- Organic Bound
Poached pears are so easy to prepare that this simple, healthy dessert should become a signature dish in your fall and winter repertoire. It's also a great do-ahead dessert and can be served warm or cold.
For best results, the pears should be just shy of perfectly ripe, but the recipe is so forgiving that it really doesn't matter. The poaching liquid is the key to success; make sure it has enough spices and flavors to add pizazz to the final dish. Red wine tints the pear flesh a lovely claret color, but white wine is also effective, especially if you want to serve the poached pears with a ruby-red pomegranate or raspberry sauce.

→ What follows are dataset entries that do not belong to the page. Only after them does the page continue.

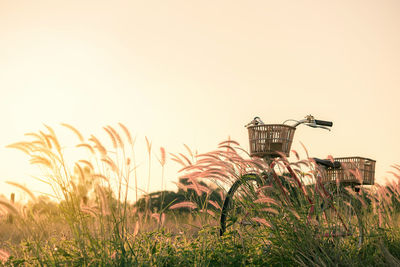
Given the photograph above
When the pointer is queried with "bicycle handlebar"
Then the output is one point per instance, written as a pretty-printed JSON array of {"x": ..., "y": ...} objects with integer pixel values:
[
  {"x": 309, "y": 121},
  {"x": 324, "y": 123}
]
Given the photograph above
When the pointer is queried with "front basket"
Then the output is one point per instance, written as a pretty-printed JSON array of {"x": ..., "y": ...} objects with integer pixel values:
[
  {"x": 354, "y": 170},
  {"x": 270, "y": 140}
]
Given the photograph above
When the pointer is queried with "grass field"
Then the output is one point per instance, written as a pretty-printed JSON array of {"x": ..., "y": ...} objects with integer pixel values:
[{"x": 93, "y": 223}]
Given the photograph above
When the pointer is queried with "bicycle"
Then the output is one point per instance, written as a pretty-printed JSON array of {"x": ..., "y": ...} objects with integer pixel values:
[{"x": 336, "y": 182}]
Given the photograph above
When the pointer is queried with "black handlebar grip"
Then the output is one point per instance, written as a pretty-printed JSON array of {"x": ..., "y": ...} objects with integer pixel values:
[{"x": 324, "y": 123}]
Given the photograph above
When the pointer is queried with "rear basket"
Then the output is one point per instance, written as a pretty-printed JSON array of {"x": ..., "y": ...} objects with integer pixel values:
[
  {"x": 269, "y": 140},
  {"x": 355, "y": 170}
]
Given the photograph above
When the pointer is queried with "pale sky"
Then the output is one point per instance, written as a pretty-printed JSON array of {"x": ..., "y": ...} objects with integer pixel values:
[{"x": 195, "y": 72}]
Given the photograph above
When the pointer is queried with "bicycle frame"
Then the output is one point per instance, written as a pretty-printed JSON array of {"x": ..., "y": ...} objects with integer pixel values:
[{"x": 301, "y": 186}]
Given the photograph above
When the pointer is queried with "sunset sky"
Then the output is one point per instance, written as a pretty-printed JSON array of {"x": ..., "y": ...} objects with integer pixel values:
[{"x": 196, "y": 72}]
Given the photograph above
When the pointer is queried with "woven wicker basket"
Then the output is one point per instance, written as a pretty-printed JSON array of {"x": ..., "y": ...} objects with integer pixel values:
[
  {"x": 268, "y": 140},
  {"x": 355, "y": 170}
]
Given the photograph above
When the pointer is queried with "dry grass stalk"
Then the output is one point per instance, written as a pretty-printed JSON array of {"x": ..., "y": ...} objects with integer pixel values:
[
  {"x": 117, "y": 136},
  {"x": 98, "y": 145},
  {"x": 74, "y": 130},
  {"x": 23, "y": 188},
  {"x": 86, "y": 146},
  {"x": 10, "y": 207},
  {"x": 163, "y": 156},
  {"x": 112, "y": 137},
  {"x": 185, "y": 204},
  {"x": 127, "y": 133}
]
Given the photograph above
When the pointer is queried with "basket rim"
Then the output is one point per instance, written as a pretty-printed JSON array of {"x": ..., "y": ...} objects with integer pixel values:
[
  {"x": 355, "y": 157},
  {"x": 260, "y": 125}
]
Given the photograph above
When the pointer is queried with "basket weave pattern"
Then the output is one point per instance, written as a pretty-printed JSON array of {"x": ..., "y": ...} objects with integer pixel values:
[
  {"x": 268, "y": 140},
  {"x": 354, "y": 170}
]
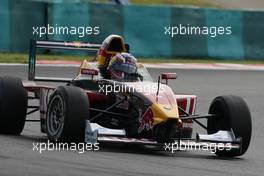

If you prefer not to use wine, substitute cranberry, raspberry or pomegranate juice.
|4||Bosc or Bartlett pears (with stems, peeled)|
|1 1/2 cups||water|
|2 cups||red wine|
|3/4 cup||pear nectar|
|1||star anise pod|
|1||vanilla bean (split)|
|1||cinnamon stick (broken)|
Carefully remove the core from the bottom of each pear, using a small knife or melon baller. If necessary, remove a small slice from the bottom so that the pears will sit upright.
Combine the pears, water, wine, nectar, sugar, star anise, vanilla bean, cinnamon stick, and peppercorns in a small, deep pan that will comfortably hold all 4 pears. The pears need to be covered with liquid, so if your pan is too large, you won't have enough.
Using a vegetable parer, remove the rind from the lemon in strips. Don't remove the bitter white pith, only the yellow skin.
Bring the liquid to a boil, then reduce heat to medium-low and simmer until the pears are tender, 30 to 40 minutes.
Remove the pears to a platter or bowl and set aside. Strain the liquid through a sieve, discarding all the solids except the vanilla bean. Scrape the seeds from the vanilla pod and add these to the liquid. Rinse the pod, dry thoroughly and save for another use (or bury the pod in sugar for a few weeks to make vanilla-flavored sugar).
If you intend to use the poaching liquid as a sauce for the pears, return the liquid to a pan and reduce over high heat until it thickens and becomes syrupy, about 20 minutes. You want to end up with about 1 cup of syrup. If you'd prefer to serve the pears with another sauce (like berry, chocolate or caramel), don't reduce the poaching liquid. Instead, refrigerate it, covered, and add it to your cooking liquid the next time you poach pears.
To serve, place each pear in a shallow bowl. Divide the syrup between the pears. Serve warm or cold.